Combined Geothermal and Dissolved CO2 Storage System - Example of Application to a Geothermally Heated Greenhouse Area in the Netherlands
8 Pages Posted: 15 Apr 2019 Last revised: 27 Oct 2020
This paper explores the concept of combining a geothermal energy system with CO2¬ storage. Introducing CO2 in dissolved form into the cold return stream of a geothermal doublet would lead to inherently safe CO2 storage, while generating the possibility of an additional revenue stream for the a geothermal operator. Moreover this concept could also provide a solution for smaller emitters, located far from storage sites or transportation facilities, but close to (potential) geothermal systems. It uses a low-cost CO2 capture technology.
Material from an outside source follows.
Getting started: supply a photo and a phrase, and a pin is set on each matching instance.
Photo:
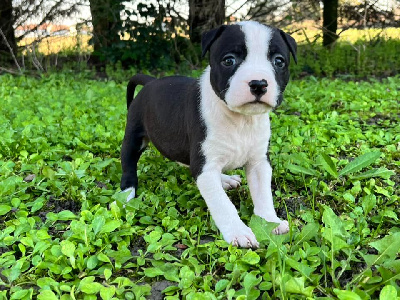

Storing CO2 in dissolved phase by co-injection with the geothermal water, increases storage security and safety compared to supercritical storage. The absence of buoyancy as an upward migration force removes the risk of leakage. Because of this, a caprock is not required and therefore more storage sites become available. This is only true if degassing, both on the short- and the long-term, can be excluded. The design of the entire chain therefore takes into account the solubility limit of CO2 in the geothermal water at all conditions which occur during the operational phase and beyond. Reservoir simulations were performed on a existing geothermal reservoir in the greenhouse area in The Netherlands to investigate the feasibility of CO2 co-injection and potential impacts on the geothermal operations and the business case. Results show that, for the conditions considered, no (significant) breakthrough of either the cold front or the dissolved CO2 are predicted to occur within 30 years of continuous operations. Also, the simulations show that all CO2 remains dissolved and hence no degassing takes place. An initial cost estimate indicates that with current emission reduction credits the return on investment of the CO2-Dissolved concept can be achieved within a few years, and is therefore an economically attractive addition for a geothermal operator.